От Михаила Акимовича пришёл сочинительский опыт «Иже херувимы». Рахманинов листал его со скепсисом. Не сразу, но всё же ответил: произведение вышло скучным.
Много времени забирала корректура виолончельных пьес и переложение «Алеко» для двух фортепиано. О премьере думалось и с надеждой, и с волнением. Беспокоило и какое-то предчувствие, и прежде размеренная жизнь сменится тревожным ожиданием. Терзала бессонница. Ходили слухи о холере: мор приближается, вот-вот подступит к имению. Для успокоения Сергея Васильевича в его комнате провели дезинфекцию.

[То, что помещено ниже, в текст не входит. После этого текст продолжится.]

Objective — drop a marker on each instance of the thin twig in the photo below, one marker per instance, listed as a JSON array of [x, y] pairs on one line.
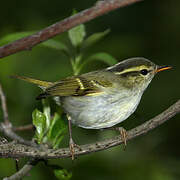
[[100, 8], [22, 172], [6, 126], [4, 106], [24, 128], [12, 150], [7, 131]]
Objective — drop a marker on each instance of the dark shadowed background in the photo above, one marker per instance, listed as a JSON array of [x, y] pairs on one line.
[[149, 29]]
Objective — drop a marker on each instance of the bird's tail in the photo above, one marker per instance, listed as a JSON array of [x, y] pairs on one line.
[[41, 84]]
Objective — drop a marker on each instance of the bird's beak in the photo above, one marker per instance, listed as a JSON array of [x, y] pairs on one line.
[[162, 68]]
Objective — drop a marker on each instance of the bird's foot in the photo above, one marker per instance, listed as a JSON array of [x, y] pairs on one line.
[[72, 147], [123, 134]]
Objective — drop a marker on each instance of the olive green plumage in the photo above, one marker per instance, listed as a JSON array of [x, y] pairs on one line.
[[102, 98]]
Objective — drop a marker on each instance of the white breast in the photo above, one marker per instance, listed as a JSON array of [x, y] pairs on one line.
[[96, 112]]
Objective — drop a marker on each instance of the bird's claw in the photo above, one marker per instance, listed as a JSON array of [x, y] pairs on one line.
[[72, 147]]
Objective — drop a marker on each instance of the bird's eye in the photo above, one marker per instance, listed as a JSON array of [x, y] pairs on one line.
[[144, 71]]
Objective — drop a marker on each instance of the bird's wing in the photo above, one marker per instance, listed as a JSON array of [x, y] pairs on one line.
[[75, 86]]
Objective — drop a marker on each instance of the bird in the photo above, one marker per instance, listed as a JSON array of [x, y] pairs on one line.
[[103, 98]]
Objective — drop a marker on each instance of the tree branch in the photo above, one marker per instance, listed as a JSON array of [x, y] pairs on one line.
[[100, 8], [13, 150], [23, 171], [4, 106]]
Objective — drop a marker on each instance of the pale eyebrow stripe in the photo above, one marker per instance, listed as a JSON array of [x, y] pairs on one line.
[[80, 83]]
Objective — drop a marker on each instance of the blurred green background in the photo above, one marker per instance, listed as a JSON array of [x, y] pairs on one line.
[[149, 29]]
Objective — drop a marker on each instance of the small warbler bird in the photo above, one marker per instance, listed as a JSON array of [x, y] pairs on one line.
[[103, 98]]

Напасть пришла не из мира воображаемых ужасов, а из реальности: он упал с лошади, та протащила его на вожжах. Но теперь о самочувствии пишет Татуше: «хорошее», грудь болит, «но это ерунда и скоро пройдёт». Неожиданное воодушевление тоже понятно — с конца июля он стал сочинять.
Эти постоянные колебания — от хандры к подъёму и опять к дурному настроению — не отпускают. Сначала бился над оркестровым «Каприччио на цыганские темы». Но 25 августа он возвратился в Москву и сочинение отложил. Теперь горел желанием писать новую оперу.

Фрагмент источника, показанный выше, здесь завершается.